Non solo Europa ed NCAA, come i prospetti dalle minors cambiano l'NBA

Le riflessioni seguenti alle recenti firme che han fatto da coro alle prestazioni della Summer League di Las Vegas
20.07.2017 21:04 di  Domenico Landolfo   vedi letture
Non solo Europa ed NCAA, come i prospetti dalle minors cambiano l'NBA

I dati che sono emersi dalla Summer League di Las Vegas, sono stati inequivocabili nel dire che la NBA non solo riesce ad arricchirsi grazie ai tanti prodotti che arrivano dal draft, che sono comunque soggetti alla supervisione, durante il percorso universitario e/o liceale, da parte degli scout, ma anche e soprattutto a una serie di giocatori, ex undrafted o che avevano cercato fortune altrove che sta facendo la differenza.
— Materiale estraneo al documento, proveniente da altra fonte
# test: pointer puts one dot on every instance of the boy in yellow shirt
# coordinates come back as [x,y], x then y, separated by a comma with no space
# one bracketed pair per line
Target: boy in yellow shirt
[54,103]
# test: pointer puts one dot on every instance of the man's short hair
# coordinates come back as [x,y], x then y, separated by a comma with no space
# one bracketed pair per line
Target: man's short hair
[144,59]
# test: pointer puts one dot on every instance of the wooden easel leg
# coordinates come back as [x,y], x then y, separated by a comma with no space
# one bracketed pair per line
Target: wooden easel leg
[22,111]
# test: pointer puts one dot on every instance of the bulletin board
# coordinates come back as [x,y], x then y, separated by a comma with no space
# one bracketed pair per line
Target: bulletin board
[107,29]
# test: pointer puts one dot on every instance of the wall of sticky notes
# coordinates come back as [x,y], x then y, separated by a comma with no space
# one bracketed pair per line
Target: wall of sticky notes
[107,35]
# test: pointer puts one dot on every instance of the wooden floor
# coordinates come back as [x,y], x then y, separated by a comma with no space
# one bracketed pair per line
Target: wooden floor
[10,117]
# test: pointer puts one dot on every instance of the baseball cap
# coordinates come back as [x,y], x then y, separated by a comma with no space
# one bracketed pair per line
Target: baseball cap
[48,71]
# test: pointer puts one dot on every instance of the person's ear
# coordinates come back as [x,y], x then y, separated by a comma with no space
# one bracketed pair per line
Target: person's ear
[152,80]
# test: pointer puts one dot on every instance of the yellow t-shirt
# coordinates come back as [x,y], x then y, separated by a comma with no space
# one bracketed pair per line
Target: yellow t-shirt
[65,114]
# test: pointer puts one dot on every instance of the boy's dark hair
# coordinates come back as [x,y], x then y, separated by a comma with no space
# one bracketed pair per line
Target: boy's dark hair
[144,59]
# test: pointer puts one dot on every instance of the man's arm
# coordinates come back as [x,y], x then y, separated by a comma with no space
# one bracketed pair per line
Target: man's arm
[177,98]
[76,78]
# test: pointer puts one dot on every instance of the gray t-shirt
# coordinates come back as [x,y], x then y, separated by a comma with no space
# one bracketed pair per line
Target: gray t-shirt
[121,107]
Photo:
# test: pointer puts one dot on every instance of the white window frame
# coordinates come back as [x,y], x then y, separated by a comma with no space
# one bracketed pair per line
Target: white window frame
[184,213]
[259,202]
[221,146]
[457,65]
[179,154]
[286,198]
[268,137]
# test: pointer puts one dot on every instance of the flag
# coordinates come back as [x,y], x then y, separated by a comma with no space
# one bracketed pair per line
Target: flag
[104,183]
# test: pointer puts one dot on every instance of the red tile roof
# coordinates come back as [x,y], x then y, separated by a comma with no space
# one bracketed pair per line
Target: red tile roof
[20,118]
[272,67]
Ciò preme in direzione univoca nel voler sottolineare la crescita del movimento cestistico americano non solo nelle sue eccellenze, ma anche e soprattutto in una rete millesimata di minors che comunque non tarpano le ali di chi ha il sogno e la voglia di volersi mettere in gioco.

I contratti firmati dopo il torneo in Nevada, parlano in tal senso: Tra le sorprese, non solo i vari Lonzo, Jackson, Tatum, ma anche e soprattutto Bacon, preso al secondo giro da Charlotte, e che sfruttando l’assenza di Monk si è preso le luci della ribalta, Non è solo l’unico caso, sono infatti tante le formazioni che hanno pescato, non necessariamente in questo draft, giocatori emergenti interessanti, come Boston che ha preso Nader, dopo un anno di apprendistato, o gli Spurs che han scelto Paul, che aveva dirottato le sue ambizioni fino in Turchia, proprio quando sembrava aver perso il treno principale per il basket che conta. 
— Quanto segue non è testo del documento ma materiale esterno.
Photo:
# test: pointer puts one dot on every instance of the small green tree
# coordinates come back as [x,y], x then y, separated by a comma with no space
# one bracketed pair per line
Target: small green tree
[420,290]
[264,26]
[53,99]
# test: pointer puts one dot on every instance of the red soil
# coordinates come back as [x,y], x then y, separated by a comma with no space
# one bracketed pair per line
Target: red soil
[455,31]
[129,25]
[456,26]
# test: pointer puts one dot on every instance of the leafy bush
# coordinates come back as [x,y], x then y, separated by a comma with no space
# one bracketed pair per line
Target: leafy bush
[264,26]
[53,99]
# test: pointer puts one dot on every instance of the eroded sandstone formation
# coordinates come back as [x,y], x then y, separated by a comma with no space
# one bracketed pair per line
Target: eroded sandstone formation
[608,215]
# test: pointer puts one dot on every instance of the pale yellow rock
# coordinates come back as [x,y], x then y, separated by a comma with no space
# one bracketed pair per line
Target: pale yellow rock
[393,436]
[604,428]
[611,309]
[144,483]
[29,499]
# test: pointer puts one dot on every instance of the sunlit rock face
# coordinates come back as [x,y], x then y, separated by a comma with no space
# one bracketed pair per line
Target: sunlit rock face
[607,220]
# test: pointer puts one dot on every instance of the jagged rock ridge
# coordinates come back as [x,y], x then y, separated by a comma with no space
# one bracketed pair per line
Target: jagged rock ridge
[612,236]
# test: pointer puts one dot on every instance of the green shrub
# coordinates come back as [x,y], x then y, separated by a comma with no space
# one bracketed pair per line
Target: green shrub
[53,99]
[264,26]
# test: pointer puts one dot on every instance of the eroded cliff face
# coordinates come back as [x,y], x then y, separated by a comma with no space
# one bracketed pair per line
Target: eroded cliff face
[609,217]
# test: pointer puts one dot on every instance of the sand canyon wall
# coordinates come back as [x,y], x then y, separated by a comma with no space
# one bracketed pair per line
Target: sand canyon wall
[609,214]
Detto questo, la crescita della ex D-League, che ora è stata interamente acquistata dalla Gatorade e ribattezzata G-League, unita ad una spinta del basso che è sintomatica della crescita del basket europeo, hanno di sicuro allargato la frontiera anche oltre il semplice giocatore di college. Non a caso, anche le franchigie Nba, che stanno pescando e non poco con i top player del vecchio continente, preferiscono mettere sotto contratto un atleta più esperto e navigato, che abbia già affrontato un basket più agonistico e meno elitario come quello di college, essendo finanche disposti a pagarlo di più se del caso.

Quando però il discorso si sposta sulla D-League, inevitabilmente si pensa a una classica lega americana in cui si tira tanto, si difende poco e uno shooter può anche dominare. Fino a qualche anno fa tali considerazioni non sarebbero state poi così peregrine, ma negli ultimi anni l’arrivo in questo campionato sia di giocatori di esperienza, vedi un Ben Gordon o un Nate Robinson per fare un esempio, sia da parte di giocatori che vogliono riprovare il sogno NBA dopo aver messo radici già in Italia, come il caso di Okaro White, ha di sicuro innalzato il tasso tecnico della competizione, con maggiore agonismo e qualche concetto difensivo in più che la fa da padrone in maniera inequivocabile.

Se dovessimo scegliere una formazione che maggiormente dimostra questo interscambio, al di là del fatto che giocatori chiamati dalla D-League possono rivelarsi fondamentali per l’economia di una squadra e non solo per sopperire alle crisi, come i casi del citato White a Miami o di Yogi Ferrell con Dallas, sono di sicuro i Los Angeles Lakers, che hanno incubato i tanti giovani usciti dalle chiamate del draft ed ora sembrano poter raccoglierne i dividendi, perché se Ball e Kuzma sono delle belle sorprese, Zubac come pivot, Hart, Blue e Williams come back up sono delle piccole cose importanti che faranno da contorno alla squadra titolare, il cui allenatore Walton, così come Nance jr, non sono altro che l’ossatura che ha reso importanti Los Angeles D-Fenders.